Namun, Erbilding mencatat bahwa beberapa liputan media tentang penelitian ini melebih-lebihkan risiko yang mungkin ditimbulkan oleh pekerjaan itu. “Tingkat pembunuhannya adalah 80%,” katanya, “judul itu tidak menceritakan keseluruhan cerita.” “Karena Wuhan” – strain asli – “membunuh semua tikus.”

READ  Seorang tersangka pria bersenjata telah ditangkap setelah 5 orang tewas dalam penembakan massal di Texas

Tingkat kematian yang terlihat pada jenis tikus ini ketika mereka terinfeksi virus ini menimbulkan pertanyaan tentang seberapa baik mereka memodelkan apa yang terjadi ketika orang terinfeksi SARS-2. Strain Wuhan membunuh kurang dari 1% dari mereka yang terinfeksi.
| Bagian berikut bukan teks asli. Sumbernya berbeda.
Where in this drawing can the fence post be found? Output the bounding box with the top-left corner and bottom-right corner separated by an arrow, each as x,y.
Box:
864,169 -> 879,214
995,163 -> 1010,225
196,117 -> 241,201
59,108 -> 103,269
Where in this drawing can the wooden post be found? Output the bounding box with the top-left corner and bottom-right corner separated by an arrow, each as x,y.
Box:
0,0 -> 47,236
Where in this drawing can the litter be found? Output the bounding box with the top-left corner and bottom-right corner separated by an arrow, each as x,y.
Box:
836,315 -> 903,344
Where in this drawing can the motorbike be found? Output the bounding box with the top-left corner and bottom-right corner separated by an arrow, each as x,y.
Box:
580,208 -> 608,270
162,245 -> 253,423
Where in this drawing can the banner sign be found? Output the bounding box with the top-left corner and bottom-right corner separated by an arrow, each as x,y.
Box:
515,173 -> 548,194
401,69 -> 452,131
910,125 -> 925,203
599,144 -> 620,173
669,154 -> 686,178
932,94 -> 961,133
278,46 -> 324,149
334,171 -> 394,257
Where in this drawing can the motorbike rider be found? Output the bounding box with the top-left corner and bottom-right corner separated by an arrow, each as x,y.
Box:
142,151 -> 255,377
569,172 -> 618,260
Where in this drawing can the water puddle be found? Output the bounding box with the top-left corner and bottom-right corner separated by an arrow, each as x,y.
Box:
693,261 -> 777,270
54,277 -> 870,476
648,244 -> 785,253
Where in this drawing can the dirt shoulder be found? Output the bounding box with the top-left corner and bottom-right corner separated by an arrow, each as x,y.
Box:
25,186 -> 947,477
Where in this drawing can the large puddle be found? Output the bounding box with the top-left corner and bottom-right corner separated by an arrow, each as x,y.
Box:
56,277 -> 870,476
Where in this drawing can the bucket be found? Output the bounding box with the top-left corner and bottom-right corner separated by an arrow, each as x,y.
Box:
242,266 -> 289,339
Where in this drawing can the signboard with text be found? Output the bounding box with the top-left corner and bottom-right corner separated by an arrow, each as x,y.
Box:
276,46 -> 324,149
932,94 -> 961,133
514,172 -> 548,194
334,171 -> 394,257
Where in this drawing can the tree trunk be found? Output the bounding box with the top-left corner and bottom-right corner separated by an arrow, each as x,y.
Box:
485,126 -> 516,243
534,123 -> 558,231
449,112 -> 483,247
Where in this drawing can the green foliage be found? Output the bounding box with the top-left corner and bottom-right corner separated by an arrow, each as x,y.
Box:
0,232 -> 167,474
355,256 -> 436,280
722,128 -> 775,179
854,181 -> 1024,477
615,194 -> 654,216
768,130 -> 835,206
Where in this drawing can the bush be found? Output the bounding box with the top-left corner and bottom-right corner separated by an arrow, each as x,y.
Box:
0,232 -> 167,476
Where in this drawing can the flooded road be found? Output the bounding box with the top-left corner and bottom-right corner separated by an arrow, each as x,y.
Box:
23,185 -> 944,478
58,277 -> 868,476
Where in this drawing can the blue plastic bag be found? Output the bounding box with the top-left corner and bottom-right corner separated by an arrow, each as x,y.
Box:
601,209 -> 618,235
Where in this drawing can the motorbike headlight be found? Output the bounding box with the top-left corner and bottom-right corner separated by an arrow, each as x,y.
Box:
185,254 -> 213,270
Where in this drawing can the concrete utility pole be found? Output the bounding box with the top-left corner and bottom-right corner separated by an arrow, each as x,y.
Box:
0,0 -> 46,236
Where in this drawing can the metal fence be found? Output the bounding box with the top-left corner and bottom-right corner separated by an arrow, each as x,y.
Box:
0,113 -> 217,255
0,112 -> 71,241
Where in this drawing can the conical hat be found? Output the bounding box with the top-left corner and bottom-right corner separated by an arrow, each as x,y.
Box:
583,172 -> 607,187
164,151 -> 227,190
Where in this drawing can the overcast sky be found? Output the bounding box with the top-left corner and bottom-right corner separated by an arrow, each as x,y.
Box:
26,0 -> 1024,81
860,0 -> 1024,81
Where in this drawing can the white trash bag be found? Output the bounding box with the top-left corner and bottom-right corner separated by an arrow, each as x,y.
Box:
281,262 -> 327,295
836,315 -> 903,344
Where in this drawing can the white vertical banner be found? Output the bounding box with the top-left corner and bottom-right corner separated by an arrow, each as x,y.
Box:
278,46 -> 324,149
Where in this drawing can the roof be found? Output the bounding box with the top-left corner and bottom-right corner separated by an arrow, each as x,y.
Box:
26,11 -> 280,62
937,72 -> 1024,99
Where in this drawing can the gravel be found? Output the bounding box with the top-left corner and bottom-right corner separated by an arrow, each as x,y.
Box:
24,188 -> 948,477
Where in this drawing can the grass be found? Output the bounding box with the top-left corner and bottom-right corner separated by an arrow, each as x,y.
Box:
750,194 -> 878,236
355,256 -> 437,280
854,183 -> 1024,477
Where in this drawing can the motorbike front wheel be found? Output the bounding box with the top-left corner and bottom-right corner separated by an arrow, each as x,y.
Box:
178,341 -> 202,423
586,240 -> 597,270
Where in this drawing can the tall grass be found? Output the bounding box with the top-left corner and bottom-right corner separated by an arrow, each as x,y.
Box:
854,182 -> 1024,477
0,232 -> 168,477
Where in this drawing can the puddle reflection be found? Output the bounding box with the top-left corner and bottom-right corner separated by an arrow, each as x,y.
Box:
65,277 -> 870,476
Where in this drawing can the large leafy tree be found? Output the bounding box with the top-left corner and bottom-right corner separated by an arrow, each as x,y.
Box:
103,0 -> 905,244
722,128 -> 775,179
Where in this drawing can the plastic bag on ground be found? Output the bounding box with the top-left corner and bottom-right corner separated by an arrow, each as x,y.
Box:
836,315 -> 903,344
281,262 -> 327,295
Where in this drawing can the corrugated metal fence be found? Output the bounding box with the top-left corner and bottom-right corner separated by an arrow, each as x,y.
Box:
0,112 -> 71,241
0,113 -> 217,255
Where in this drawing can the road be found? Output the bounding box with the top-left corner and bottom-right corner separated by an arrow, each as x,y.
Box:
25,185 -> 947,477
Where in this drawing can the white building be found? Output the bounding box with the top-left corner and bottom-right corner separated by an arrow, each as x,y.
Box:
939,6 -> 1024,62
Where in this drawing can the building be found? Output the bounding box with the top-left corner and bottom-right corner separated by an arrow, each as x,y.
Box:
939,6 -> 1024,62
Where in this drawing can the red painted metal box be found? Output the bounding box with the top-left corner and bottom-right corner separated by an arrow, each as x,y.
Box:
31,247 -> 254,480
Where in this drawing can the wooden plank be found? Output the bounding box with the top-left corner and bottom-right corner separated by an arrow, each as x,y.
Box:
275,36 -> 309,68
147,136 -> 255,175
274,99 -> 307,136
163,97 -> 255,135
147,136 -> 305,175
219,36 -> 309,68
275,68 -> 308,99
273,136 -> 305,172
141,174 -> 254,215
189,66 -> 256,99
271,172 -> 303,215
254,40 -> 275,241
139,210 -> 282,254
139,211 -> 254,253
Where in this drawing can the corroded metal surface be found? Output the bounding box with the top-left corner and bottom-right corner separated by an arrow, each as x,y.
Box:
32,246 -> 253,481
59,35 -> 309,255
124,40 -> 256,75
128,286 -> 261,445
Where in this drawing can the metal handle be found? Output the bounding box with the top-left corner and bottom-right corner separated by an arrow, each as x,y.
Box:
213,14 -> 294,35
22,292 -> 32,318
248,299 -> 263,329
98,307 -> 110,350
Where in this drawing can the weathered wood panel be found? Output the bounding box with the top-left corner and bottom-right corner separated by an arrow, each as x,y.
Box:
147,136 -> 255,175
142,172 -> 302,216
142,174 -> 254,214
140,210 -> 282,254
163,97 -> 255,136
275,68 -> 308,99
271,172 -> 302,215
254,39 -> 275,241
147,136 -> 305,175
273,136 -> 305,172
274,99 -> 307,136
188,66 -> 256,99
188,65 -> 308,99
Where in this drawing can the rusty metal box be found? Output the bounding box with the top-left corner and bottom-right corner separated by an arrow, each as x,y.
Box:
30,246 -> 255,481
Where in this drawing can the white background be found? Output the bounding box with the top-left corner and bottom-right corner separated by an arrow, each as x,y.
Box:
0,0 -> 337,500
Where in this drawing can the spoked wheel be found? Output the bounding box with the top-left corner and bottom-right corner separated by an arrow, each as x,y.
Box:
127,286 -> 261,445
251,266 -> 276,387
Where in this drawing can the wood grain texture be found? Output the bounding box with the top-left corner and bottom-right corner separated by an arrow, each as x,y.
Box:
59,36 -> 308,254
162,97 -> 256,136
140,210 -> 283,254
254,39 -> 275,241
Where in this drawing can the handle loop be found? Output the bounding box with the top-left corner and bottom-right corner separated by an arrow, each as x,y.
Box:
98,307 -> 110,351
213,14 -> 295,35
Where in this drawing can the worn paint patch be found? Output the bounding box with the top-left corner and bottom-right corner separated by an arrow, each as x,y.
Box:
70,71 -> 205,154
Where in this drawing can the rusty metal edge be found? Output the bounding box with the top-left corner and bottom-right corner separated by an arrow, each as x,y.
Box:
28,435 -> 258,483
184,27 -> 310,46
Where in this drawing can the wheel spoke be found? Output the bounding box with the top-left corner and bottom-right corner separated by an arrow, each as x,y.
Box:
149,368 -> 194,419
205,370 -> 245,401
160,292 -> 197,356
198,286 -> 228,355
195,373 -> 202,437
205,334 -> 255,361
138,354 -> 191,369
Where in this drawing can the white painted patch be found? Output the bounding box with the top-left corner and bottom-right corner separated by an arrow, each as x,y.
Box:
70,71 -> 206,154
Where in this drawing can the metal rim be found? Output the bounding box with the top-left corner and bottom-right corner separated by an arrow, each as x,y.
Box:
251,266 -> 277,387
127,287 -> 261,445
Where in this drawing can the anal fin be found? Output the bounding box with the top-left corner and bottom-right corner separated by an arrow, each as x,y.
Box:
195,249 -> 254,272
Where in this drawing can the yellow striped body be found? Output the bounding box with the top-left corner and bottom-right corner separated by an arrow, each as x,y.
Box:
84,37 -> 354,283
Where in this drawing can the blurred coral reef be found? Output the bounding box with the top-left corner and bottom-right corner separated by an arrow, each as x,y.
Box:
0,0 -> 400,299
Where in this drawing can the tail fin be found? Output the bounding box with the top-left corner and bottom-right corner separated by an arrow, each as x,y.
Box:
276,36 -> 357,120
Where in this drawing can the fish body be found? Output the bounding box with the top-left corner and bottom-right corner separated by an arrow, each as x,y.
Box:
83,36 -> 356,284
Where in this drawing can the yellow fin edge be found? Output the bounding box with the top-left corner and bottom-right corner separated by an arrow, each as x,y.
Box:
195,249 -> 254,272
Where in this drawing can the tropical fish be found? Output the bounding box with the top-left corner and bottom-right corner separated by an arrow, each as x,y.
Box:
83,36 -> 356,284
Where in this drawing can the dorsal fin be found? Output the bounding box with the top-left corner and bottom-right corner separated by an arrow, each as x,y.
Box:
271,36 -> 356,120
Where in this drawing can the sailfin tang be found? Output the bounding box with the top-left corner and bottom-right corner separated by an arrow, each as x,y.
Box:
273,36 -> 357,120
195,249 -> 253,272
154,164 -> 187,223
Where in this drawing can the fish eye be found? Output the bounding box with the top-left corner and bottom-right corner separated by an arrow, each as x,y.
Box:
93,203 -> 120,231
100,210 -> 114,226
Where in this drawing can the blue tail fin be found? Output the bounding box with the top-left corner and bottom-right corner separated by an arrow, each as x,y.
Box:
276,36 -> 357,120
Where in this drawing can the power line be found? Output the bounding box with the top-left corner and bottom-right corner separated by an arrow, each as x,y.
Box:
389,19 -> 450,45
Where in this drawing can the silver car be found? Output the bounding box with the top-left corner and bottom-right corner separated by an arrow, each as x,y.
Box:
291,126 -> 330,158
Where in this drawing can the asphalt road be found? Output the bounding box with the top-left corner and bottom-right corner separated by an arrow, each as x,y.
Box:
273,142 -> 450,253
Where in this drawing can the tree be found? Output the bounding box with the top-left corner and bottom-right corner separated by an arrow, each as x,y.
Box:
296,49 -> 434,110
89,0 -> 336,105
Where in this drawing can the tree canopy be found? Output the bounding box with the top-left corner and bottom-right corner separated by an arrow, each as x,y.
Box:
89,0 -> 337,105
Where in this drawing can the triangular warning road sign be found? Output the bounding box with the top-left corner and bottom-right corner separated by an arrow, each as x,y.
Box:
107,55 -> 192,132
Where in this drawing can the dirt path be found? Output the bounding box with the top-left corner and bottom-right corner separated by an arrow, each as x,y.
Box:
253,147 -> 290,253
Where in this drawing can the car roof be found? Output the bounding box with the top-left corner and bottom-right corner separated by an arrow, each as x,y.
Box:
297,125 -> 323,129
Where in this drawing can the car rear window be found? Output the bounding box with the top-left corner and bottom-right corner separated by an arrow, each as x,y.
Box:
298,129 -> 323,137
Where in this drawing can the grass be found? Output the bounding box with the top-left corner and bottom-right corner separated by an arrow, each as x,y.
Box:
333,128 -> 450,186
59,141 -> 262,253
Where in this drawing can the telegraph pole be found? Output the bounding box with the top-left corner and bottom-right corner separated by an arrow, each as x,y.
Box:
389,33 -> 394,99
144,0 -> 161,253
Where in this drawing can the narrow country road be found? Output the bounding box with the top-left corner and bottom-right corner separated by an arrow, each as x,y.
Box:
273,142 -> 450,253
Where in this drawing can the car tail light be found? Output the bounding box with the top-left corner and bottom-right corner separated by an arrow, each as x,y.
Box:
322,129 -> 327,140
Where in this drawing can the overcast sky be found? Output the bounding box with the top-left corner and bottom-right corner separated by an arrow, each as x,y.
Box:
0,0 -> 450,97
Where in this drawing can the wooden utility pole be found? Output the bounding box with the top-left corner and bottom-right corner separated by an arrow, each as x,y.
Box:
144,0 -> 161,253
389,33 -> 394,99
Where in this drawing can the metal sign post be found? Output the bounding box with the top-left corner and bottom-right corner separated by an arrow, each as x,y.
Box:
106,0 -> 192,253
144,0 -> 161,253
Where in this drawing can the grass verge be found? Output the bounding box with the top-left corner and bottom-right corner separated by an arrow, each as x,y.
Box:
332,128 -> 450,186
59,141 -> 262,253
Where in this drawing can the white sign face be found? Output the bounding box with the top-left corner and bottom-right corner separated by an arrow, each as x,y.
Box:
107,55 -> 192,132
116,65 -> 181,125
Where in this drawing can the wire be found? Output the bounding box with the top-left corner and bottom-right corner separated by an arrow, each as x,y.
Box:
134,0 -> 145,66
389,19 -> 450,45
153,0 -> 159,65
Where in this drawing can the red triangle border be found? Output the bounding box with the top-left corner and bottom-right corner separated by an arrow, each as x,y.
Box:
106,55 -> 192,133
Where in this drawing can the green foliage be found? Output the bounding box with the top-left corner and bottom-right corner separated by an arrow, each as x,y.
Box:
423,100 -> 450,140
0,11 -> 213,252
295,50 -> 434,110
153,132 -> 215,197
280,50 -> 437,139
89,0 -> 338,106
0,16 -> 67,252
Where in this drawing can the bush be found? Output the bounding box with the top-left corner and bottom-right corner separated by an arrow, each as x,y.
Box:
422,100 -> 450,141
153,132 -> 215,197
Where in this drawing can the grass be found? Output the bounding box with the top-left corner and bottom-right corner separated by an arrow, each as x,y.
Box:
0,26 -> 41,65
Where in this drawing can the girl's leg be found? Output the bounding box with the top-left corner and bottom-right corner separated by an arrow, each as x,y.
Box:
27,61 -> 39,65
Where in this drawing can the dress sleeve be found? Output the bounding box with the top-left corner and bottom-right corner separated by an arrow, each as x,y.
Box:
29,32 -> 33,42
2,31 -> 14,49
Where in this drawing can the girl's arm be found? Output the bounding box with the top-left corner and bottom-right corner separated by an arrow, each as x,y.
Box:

Ahli virologi Angela Rasmussen, yang tidak terlibat dalam penelitian, menyatakan simpati kepada para ilmuwan Universitas Boston, mengatakan ada ambiguitas dalam aturan seperti yang tertulis saat ini.

“Karena begitu banyak definisi ePPP adalah tentang ‘harapan yang masuk akal’ dari hasil pada manusia (dan model hewan tidak selalu merupakan pendekatan yang baik untuk ini), sangat sulit bagi para peneliti untuk mengatakan ‘Oh ya, itu ePPP’,” tulis Rasmussen, sebagai tanggapan atas pertanyaan dari STAT. .

“Saya telah menghubungi secara langsung untuk mendapatkan klarifikasi dari NIAID jika ragu, tetapi seringkali tidak jelas kapan panduan tambahan diperlukan. Karena tidak terlalu transparan, sulit untuk melihat keputusan lain yang dibuat oleh National Institute for Kesehatan dan Keselamatan Kerja misalnya.”

“Saya sangat lelah dengan orang-orang yang menyarankan bahwa ahli virus dan NIAID sembrono atau tidak peduli dengan keamanan hayati,” kata Rasmussen, pakar virus corona dari organisasi Vaksin dan Penyakit Menular Universitas Saskatchewan. “Masalahnya tidak. Masalahnya adalah pedoman dan harapan tidak jelas untuk banyak uji coba dan prosesnya tidak transparan.”

– Artikel ini telah diperbarui untuk menyertakan komentar dari Universitas Boston dan dari penulis pertama makalah.

Dapatkan dosis kesehatan dan obat-obatan harian Anda setiap hari dalam seminggu dengan buletin STAT GRATIS kami. Daftar disini.

LEAVE A RESPONSE

Alamat email Anda tidak akan dipublikasikan. Ruas yang wajib ditandai *

"Ninja budaya pop. Penggemar media sosial. Tipikal pemecah masalah. Praktisi kopi. Banyak yang jatuh hati. Penggemar perjalanan."